- Special Sections
The streak goes full circle...
"I haven't got any letters, yet," stated Bellmont wrestling coach Brent Faurote, whose Braves had their 22-year stranglehold on area sectional wrestling stopped by a championship Adams Central squad Saturday at Jay County.
That wasn't the case 23 years ago, when Adams Central won its second straight sectional crown. It was Faurote's second year as the young BHS head coach, and he was 0-for-two in the postseason. Bellmont had 16 sectional championships prior to the pair of losses, and had won two state titles under Denny Hays in '87 and '88.
"I got a few (letters) those first couple of years. Everybody was wondering what happened to the program, what's going on. We had a few questionable years after I took over for Hays, but we kept plugging away," said Faurote.
Bellmont and Faurote answered the critics in 1991, and did it in a big way. The streak of 22 straight sectional crowns began with one of the most dominating wins in the school's history as Bellmont took nine individual championships after a 20-0 regular season, then added the Snider Regional title on top of that, and the Braves were third at semi-state.
"Things started running. It was a very strong senior class," said Faurote.
Sectional champs that year for Bellmont were: Doug Baker, Jake Krider, Cory Williams, Jason Fuhrman, Athen Richard, Brian Ashley, Joe Ruble, Jeremy Friedt and Tim Krueckeberg. That's nine titles out of 13 weight classes!
Ashley, Krider and Ruble all went to state, with Ashley garnering a sixth-place finish.
Krider, Jason Hayes, and Ed Wolpert were freshmen on that squad. "Those three were later a big part of that '94 state championship team," pointed out Faurote.
The next year, in 1992, Tim Myers arrived as a freshman, and he was the catalyst for the state run in 1994.
A lot happened between 1991 and that Adams Central wrestle-back run this past Saturday that dethroned the Braves. "I think how things have changed. My daughter (Kaylee) was two years old then, and now she's ready to graduate from college. That puts things into perspective. Things have gone full circle," philosophized Faurote.
There were years when the Braves needed all of their bullets to ward off some excellent teams. The 1999 BHS squad, which finished second in Team State to Mater Dei, almost didn't make it out of sectional as Norwell put up a huge challenge.

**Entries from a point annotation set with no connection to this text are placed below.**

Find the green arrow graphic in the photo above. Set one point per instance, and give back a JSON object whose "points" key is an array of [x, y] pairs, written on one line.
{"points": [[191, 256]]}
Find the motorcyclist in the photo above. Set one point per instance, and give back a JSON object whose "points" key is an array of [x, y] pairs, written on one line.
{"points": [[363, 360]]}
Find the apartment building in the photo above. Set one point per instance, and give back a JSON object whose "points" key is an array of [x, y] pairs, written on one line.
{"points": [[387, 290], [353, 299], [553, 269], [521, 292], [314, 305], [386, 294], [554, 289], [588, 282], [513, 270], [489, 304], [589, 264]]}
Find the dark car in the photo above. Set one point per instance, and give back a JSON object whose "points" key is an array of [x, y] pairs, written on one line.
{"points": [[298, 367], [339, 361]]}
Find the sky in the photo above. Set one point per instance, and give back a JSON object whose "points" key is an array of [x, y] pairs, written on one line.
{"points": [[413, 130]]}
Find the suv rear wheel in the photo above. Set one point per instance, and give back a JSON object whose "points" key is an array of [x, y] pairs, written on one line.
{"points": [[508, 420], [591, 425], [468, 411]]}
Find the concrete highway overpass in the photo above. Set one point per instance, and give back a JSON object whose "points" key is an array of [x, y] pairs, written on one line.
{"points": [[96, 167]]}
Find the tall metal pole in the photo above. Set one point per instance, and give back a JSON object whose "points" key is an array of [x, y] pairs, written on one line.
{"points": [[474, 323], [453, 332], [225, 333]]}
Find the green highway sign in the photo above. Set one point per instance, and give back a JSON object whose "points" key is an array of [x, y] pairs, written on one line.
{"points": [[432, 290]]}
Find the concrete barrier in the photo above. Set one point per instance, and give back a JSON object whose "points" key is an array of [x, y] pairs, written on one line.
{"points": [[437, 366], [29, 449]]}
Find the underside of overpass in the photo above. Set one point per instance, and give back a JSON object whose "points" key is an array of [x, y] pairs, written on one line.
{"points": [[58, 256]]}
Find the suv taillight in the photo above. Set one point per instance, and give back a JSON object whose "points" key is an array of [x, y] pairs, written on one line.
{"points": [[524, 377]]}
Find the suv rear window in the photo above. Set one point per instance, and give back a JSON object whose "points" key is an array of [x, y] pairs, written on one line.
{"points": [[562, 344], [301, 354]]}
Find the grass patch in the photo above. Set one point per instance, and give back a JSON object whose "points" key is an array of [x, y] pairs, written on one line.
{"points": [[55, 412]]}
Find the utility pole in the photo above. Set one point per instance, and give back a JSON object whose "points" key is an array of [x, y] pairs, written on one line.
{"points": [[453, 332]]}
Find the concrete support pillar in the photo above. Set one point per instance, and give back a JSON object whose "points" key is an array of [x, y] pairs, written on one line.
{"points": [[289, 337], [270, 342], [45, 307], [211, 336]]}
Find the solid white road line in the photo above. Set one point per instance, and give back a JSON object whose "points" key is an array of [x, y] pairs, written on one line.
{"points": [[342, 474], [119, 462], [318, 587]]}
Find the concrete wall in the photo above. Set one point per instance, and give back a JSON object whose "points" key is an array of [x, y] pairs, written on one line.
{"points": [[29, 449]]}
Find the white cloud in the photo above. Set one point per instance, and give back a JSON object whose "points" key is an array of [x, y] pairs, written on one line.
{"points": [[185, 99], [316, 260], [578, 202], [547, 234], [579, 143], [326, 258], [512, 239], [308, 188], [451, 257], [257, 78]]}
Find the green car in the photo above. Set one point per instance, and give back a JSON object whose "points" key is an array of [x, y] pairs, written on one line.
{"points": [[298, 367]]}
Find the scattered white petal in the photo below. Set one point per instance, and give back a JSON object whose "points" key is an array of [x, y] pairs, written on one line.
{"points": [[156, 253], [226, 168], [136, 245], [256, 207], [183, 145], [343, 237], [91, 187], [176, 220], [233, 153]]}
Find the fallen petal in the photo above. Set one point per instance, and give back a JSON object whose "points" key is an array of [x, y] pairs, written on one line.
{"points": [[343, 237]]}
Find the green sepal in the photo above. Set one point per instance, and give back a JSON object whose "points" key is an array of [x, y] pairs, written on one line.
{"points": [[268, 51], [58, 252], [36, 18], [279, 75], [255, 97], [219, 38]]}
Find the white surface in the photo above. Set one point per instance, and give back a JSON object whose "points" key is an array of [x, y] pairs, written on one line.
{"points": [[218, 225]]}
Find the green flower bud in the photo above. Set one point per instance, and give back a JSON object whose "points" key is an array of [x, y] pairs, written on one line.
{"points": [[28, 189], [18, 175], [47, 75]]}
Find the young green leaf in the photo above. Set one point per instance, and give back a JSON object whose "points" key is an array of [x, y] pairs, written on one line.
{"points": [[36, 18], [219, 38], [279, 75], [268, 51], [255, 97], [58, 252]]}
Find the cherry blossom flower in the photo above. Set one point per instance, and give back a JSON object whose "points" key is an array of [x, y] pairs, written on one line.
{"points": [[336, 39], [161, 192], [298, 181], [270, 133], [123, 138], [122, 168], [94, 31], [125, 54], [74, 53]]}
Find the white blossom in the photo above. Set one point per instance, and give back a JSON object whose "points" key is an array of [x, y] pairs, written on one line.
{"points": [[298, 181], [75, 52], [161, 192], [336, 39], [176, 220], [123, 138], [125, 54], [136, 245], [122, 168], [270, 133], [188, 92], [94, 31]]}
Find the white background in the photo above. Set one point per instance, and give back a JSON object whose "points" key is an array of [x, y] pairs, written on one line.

"Think we won that year by 2.5 points. South Adams has had a couple of runner-up teams, and Adams Central challenged us several times," said Faurote, whose Braves had to charge from behind last year to nip Doug Schultz's Jets by six points.
The year before the 1991 run to glory, the Braves went 13-7. This year, a very young, inexperienced and depthless Bellmont team went 16-8.
"The schedule was a heckuva lot different in those days," admitted Faurote, who has made the Bellmont slate one of the meanest in Indiana.
This season marks the first year in 18 that there is no dual-team tourney, and that means no Wednesday night tourney to prepare for.
"Obviously, we wouldn't have been preparing for regional. Adams Central would be. But it does seem weird that we're not preparing for a team regional. It's different," said the coach, who ended practice unusually early Tuesday, by about 4:45. "We had a lot of matches, and we'll probably do that tomorrow," he noted.
The Braves, with four freshmen in the sectional lineup and two moving onto regional, will have some experience returning next year and will have a strong freshman class again. But nothing is guaranteed. "Adams Central loses some good seniors, but they have a lot coming back. They're not going to want to hand it back over," said the BHS coach.
The streak of 22 straight was second to the 36, now 37, of Mater Dei. Perry Meridian is now second at 14 straight sectional wins. Bellmont has 38 overall sectional titles, the third most in state history.
"And that's in 75 tourneys, and I've coached in 25 of them, that's one-third," said Faurote, trying to grasp it.
He thought hard before deciding to return this year as head coach. He didn't want another coach to have to go through what he did when his first year or two was not the best. He has made no decision for next year, but is not exactly leaning towards throwing in the towel.
For a guy who IS Bellmont wrestling, who has guided the program through an incredible string of great team performances and built one of the classiest athletic programs in the state ... it's going to be tough to walk through that wrestling room door and put down the whistle.
"It's tough to see this streak end, but streaks come and go. Maybe we'll start another one next year," said Faurote.